Paylaşma ve misafire ikram etme, misafiri evinde ağırlama, ona yer gösterme, giderken uğurlama, yaşlılara hürmet etme gibi uygulama ve davranışlar, bütün alt kültürlerin doğrudan kendisine ait olduğunu zannettiği ortak değerlerden. Çoğunu kaynağı, Hz. Peygamberin sünnetinde yer alan bu tatbik ve adetlerin bütün alt kültürler, doğrudan kendisine ait olduğunu zannederler. Bu anlamda adet, adat, örf, urf, habze, anane, görenek vb. her ne adla adlandırılırsa adlandırılsın, bunların üst bir adresin ve kimliğin farklılaşarak çeşitlenen varyantları olduğunu söylemeliyiz.
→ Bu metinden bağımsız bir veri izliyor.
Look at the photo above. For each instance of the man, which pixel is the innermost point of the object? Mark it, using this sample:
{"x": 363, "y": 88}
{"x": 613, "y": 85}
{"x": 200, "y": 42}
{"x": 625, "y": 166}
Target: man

Bir Boşnak ve Hırvat, neredeyse aynı dili konuşsalar da, etnik açıdan benzeseler de mutfakları ve hayat tarzları farklıdır. Anadolu Türkü ile Hristiyan Gagavuz Türkü’nün mutfağı normal olarak birbirinden farklıdır. Yaygın olarak Türkmen, Tacik, Özbek, Çerkes, Tatar, Kürt veya Arnavut ailesinin sofrasında ne domuz etini, ne de şarap görebilirsiniz. Hâlbuki etnik olarak Türki olan Çuvaş, Kreşin, Gagavuz veya Tuvalı’nın mutfak kültüründe bunlar olmazsa olmazlardan. Bu anlamda, dinlerindeki ortaklık, onları mutfak kültürü üzerinden kültürel olarak bir Türk’ten daha fazla Rus’a yakın kılabiliyor. Bu örnekten hareketle, kültürün önemli parçalarından olan mutfak kültürünün ve damak zevkinin asırlar içinde gelişmesinin, kültürün temel belirleyicilerinden olan din faktörü ile ilgili olduğunu hatırlatmış olalım.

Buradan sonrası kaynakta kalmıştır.